Hann: The way him and his engineer, ET, work together, they just trust each other’s instincts. ET, I thought he had great ears on him. Like, “Yes, let’s keep that. No, we gotta do that over again.” But it really felt like he was honest about it, and when Jerry saw that he had an opinion about something, he would be like, “Yeah, go ET.”
You guys have been debuting a number of songs this summer and Kyle was also telling me the other day that you’ve got some new material. Is there another album in the works?
Kang: You know, we’ve never really been the kind of band that goes into the studio and writes a bunch of tunes. We tend to, for better or for worse, work it out on the road. So even the songs on the last album, most of them had been played out quite a bit first to work out the kinks.
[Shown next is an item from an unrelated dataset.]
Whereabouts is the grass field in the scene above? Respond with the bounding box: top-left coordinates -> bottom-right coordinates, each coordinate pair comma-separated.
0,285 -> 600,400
So, we’d like to record them, and maybe one of these days we’ll actually record songs before we play them live. But that doesn’t seem to be how we do it, we tend to work things out on the road and see how it works.
Nershi: We’re just so excited about when we have new material, that we wanna play it live pretty much as soon as we feel it’s up and running.. And the funny thing about making that album was, about a month after we had finished that album, or after the album came out, we had five new songs beyond what was on the album. Everybody was like “Oh, now I have all these other new ideas,” and really—making the album, getting that stuff down—I think it helped clear the table for more new material to come out.
Sam: Speaking of new material, I’ve noticed that Jason and Travis have been switching up on the drums for some of the new songs What’s up with that?
Nershi: Travis gets tired.
Kang: Now that he’s 68.
Hann: His hair’s so grey it’s turning black again.
Travis: I think, to address the original question, that Jason and I have both different styles on two different stations, and sometimes it just feels more appropriate to switch up to get a new flavor because we’re both versed at either. So it’s just fun to just give it a little kick in the pants.
So Suwannee Hulaween is returning this year. Is this shaping up to be something of a tradition from now on?
Moseley: Hope so, yeah. Worked so great last year. That’s the plan.
Nershi: Annual event!
Hann: The way that that place is set up, it like it could grow the same way Electric Forest has grown. It seems like it could really be that in Suwannee, with the way they treat the swamps down there and the amazing moss covered trees. The setting down there’s quite a bit different, but its just as lush, and has the same kind of potential as the forest.
I’ve also noticed there’s no Horning’s this year either. Is there a reason for that?
Moseley: Let’s just say we’re taking a break from it for now. Maybe we’ll go back. Who knows?